I didn't tell her about the note on my locker. I didn't tell her about Priya. I didn't tell her about the appeal being denied.

I just sat there and held her hand and promised myself I would fix this.

Somehow.

---

Friday afternoon, I went to the library.

My spot was open. Third floor. East side. Behind the periodical shelves. I spread out my notes and tried to focus. Biology. Chemistry. History. The scholarship mixer was a week away. I needed to be ready. I needed to be perfect.

Eleven minutes in, Callum sat down at the table next to mine.

I didn't look up. Neither did he. We existed in that strange silence we'd been building. Two people who weren't friends, weren't enemies, weren't anything at all except two bodies sharing the same air.

Then he spoke.

"I heard about the mixer."

I looked up. He was still reading. Or pretending to read. His jaw was tight.

"What about it?"

"Someone tried to block your invitation." He turned a page. "That's not how it's supposed to work."

"Since when do you care how things work?"

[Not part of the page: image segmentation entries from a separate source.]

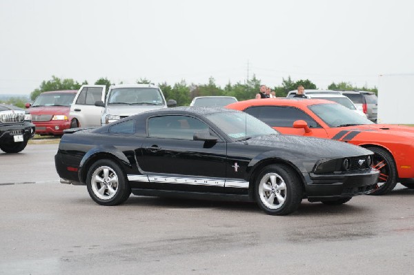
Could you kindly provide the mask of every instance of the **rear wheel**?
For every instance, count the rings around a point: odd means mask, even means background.
[[[348,198],[341,198],[334,201],[322,201],[322,203],[326,205],[340,205],[344,203],[348,203],[352,197]]]
[[[28,145],[28,140],[12,143],[0,144],[0,149],[6,153],[19,153],[23,151]]]
[[[270,215],[287,215],[295,211],[302,199],[300,179],[290,167],[273,164],[265,167],[255,183],[256,201]]]
[[[372,166],[379,171],[379,179],[371,195],[389,193],[397,184],[397,168],[393,156],[385,149],[368,147],[374,152]]]
[[[97,161],[89,168],[86,185],[92,199],[102,205],[121,204],[131,194],[125,173],[110,159]]]

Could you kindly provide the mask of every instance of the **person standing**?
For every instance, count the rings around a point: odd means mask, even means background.
[[[266,85],[260,85],[260,92],[256,94],[256,99],[268,99],[270,97],[268,94],[267,94],[267,87]]]
[[[302,99],[307,99],[308,97],[305,95],[305,88],[302,85],[297,86],[297,92],[293,97],[301,97]]]

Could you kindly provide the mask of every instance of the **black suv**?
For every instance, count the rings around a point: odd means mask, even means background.
[[[377,122],[377,95],[375,92],[367,91],[341,91],[342,94],[348,96],[358,110],[361,110],[368,119]]]
[[[30,115],[16,106],[0,104],[0,149],[6,153],[23,150],[34,136]]]

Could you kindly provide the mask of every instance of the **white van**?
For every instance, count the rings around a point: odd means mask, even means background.
[[[97,127],[142,112],[175,106],[151,84],[83,85],[70,107],[71,128]]]

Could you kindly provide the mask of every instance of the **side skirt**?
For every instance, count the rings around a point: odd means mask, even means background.
[[[219,193],[201,193],[184,191],[157,190],[154,189],[131,190],[132,193],[137,196],[166,196],[172,198],[197,198],[211,201],[254,201],[248,195],[229,194]]]

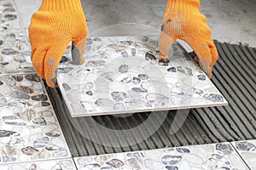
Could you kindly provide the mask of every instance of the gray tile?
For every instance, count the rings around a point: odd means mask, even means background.
[[[10,0],[0,3],[0,74],[34,72],[26,37]]]
[[[30,162],[25,163],[15,163],[0,165],[1,170],[76,170],[73,159],[52,160],[44,162]]]
[[[87,38],[85,63],[63,58],[58,83],[73,116],[225,105],[227,101],[175,43],[158,62],[158,36]],[[68,48],[65,54],[70,59]]]
[[[248,170],[230,143],[74,158],[79,169]]]
[[[251,169],[256,169],[256,140],[232,142],[233,146]]]
[[[36,74],[0,76],[0,164],[70,157]]]

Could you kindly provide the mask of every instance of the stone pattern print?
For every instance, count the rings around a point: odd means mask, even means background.
[[[158,37],[87,38],[85,63],[72,65],[69,49],[58,83],[73,116],[227,105],[177,43],[171,62],[158,62]]]

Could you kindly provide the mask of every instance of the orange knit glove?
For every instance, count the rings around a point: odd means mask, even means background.
[[[56,86],[56,69],[73,41],[73,64],[83,64],[87,25],[80,0],[43,0],[28,28],[31,59],[49,87]]]
[[[211,38],[211,30],[206,23],[207,19],[200,13],[199,6],[199,0],[167,0],[159,40],[160,62],[168,62],[165,58],[168,48],[179,38],[195,50],[198,57],[194,60],[211,78],[218,52]]]

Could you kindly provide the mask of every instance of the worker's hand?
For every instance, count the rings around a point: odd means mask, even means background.
[[[189,43],[197,57],[194,60],[211,78],[212,67],[218,59],[218,52],[211,38],[207,19],[199,11],[199,0],[167,0],[162,31],[159,40],[160,62],[168,62],[168,48],[177,38]]]
[[[73,41],[73,64],[83,64],[87,25],[80,0],[43,0],[28,28],[35,71],[49,87],[56,86],[56,69]]]

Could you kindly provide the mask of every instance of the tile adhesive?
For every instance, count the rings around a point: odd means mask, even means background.
[[[229,106],[72,118],[60,90],[47,88],[73,156],[256,139],[256,49],[215,43],[212,81]]]

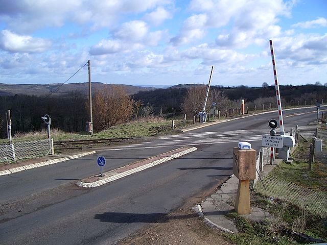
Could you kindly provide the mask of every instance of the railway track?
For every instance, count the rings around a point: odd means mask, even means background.
[[[82,150],[83,147],[95,144],[110,145],[112,143],[130,140],[136,138],[111,138],[108,139],[86,139],[77,140],[60,140],[54,141],[54,149],[56,152],[65,150]]]

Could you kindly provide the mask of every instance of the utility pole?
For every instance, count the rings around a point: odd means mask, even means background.
[[[91,66],[88,60],[88,96],[90,103],[90,122],[91,122],[91,135],[93,135],[93,116],[92,115],[92,89],[91,88]]]

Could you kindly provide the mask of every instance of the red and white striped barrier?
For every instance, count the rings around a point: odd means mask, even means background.
[[[272,67],[274,69],[274,76],[275,78],[275,88],[276,88],[276,97],[277,98],[277,104],[278,105],[278,111],[279,117],[279,126],[281,135],[285,134],[284,131],[284,125],[283,121],[283,111],[282,110],[282,103],[281,103],[281,93],[279,93],[279,84],[278,82],[278,77],[277,76],[277,68],[276,67],[276,62],[275,61],[275,55],[274,54],[274,46],[272,40],[269,41],[270,43],[270,50],[271,51],[271,59],[272,60]]]

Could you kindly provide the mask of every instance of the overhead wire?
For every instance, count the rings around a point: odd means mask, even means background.
[[[69,78],[68,78],[68,79],[67,79],[67,80],[66,80],[66,81],[65,81],[63,83],[62,83],[62,84],[60,84],[60,85],[59,86],[59,87],[58,87],[58,88],[56,88],[54,91],[52,91],[52,92],[51,92],[49,94],[48,94],[47,96],[46,96],[45,97],[44,97],[44,99],[46,99],[46,98],[48,98],[48,97],[49,97],[51,94],[52,94],[53,93],[55,93],[56,92],[57,92],[57,91],[58,90],[58,89],[59,89],[59,88],[60,88],[60,87],[61,87],[62,85],[63,85],[65,83],[66,83],[67,82],[68,82],[68,81],[69,80],[69,79],[71,79],[72,78],[73,78],[74,76],[75,76],[75,75],[77,74],[77,72],[78,72],[80,70],[81,70],[83,68],[83,67],[84,67],[84,66],[85,66],[88,65],[87,64],[88,64],[88,62],[85,63],[85,64],[84,64],[84,65],[83,65],[83,66],[82,66],[81,68],[80,68],[77,70],[77,71],[76,71],[76,72],[75,73],[74,73],[73,75],[72,75],[72,76],[71,76],[71,77],[70,77]]]

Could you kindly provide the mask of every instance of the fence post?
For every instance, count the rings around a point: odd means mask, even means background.
[[[312,156],[313,155],[313,145],[312,144],[310,144],[310,150],[309,153],[309,166],[308,166],[308,170],[311,170],[311,164],[312,163]]]
[[[316,129],[316,132],[315,132],[315,135],[316,138],[318,138],[318,128]]]
[[[311,161],[311,163],[313,163],[315,162],[315,144],[316,143],[316,138],[312,138],[312,156],[311,156],[311,159],[312,161]]]
[[[259,171],[262,172],[263,169],[263,162],[264,162],[264,149],[263,148],[261,148],[261,150],[260,150],[260,152],[259,153]]]
[[[7,129],[8,139],[9,139],[9,143],[11,144],[12,143],[12,138],[11,137],[11,117],[10,116],[10,110],[8,110],[8,118],[7,118],[7,121],[8,125]]]
[[[51,138],[51,155],[55,155],[55,149],[53,148],[53,138]]]
[[[11,152],[12,153],[12,158],[14,161],[16,161],[16,154],[15,153],[15,148],[14,147],[14,144],[11,144]]]
[[[295,142],[297,143],[298,140],[298,126],[295,125]]]
[[[270,148],[270,165],[272,165],[274,162],[274,149]]]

He didn't answer. But his hand tightened on the book. Just slightly. I noticed because I was noticing everything about him now. The way he breathed. The way he moved. The way his silence was heavy with things he wasn't saying.

"Priya's mother is on the board," I said. "She's the one who kept me off the list."

"I know."

"You know?"

"I know a lot of things." He finally looked at me. His eyes were gray. Or blue. I couldn't tell in the library light. "You got back on the list. That's what matters."

"Ms. Whitmore got me back on the list. She fought for me."

"Good."

"That's all you have to say? Good?"

He closed his book. Stood up. For a second I thought he was going to leave without another word.

Then he paused. Looked down at me.

"Priya is going to keep coming after you. It's what she does. She finds weak spots and presses until something breaks."

"I don't have weak spots."

"Everyone has weak spots." He held my gaze. "Figure out hers before she figures out yours."

He walked away before I could respond.

I sat there for a long time, staring at the space where he'd been. The afternoon light moved across the floor. The library settled back into silence.

Callum Ashford had just given me advice. Real advice. Advice that sounded like it came from experience.

I didn't know what to do with that either.

---

Saturday morning, I was at the diner wiping tables when the bell above the door chimed.

I didn't look up. The breakfast rush was over. Only a few regulars were left. Old Mr. Peterson in the corner with his newspaper. Mrs. Alvarez with her tea.

"Be right with you," I said.

"Take your time."

I froze.

Callum Ashford was standing in the doorway of the diner where I worked. Wearing jeans and a hoodie. No entourage. No car waiting outside. Just him.

He looked around the room. The cracked linoleum. The flickering lights. The jukebox that skipped on track four. He saw all of it.

Then he looked at me. In my apron. With the cleaning rag in my hand.

"Can I sit somewhere?"

"Why are you here?"

"Because I wanted to see where you go when you're not at school."

"That's not an answer."

He walked past me and slid into a booth by the window. The one with the torn seat. He picked up the menu like he had all the time in the world.

"I'll have coffee," he said. "Black."

I didn't move.

"Nora." He looked up. "Coffee. Please."

I got the coffee. Poured it. Set the cup down harder than necessary.

"You followed me."

"I asked around." He wrapped his hands around the cup. "You work hard."

"You said that already."

"It's still true."

He drank his coffee. I wiped tables. The jukebox skipped. Mr. Peterson turned a page.

And for reasons I still don't understand, I didn't kick him out.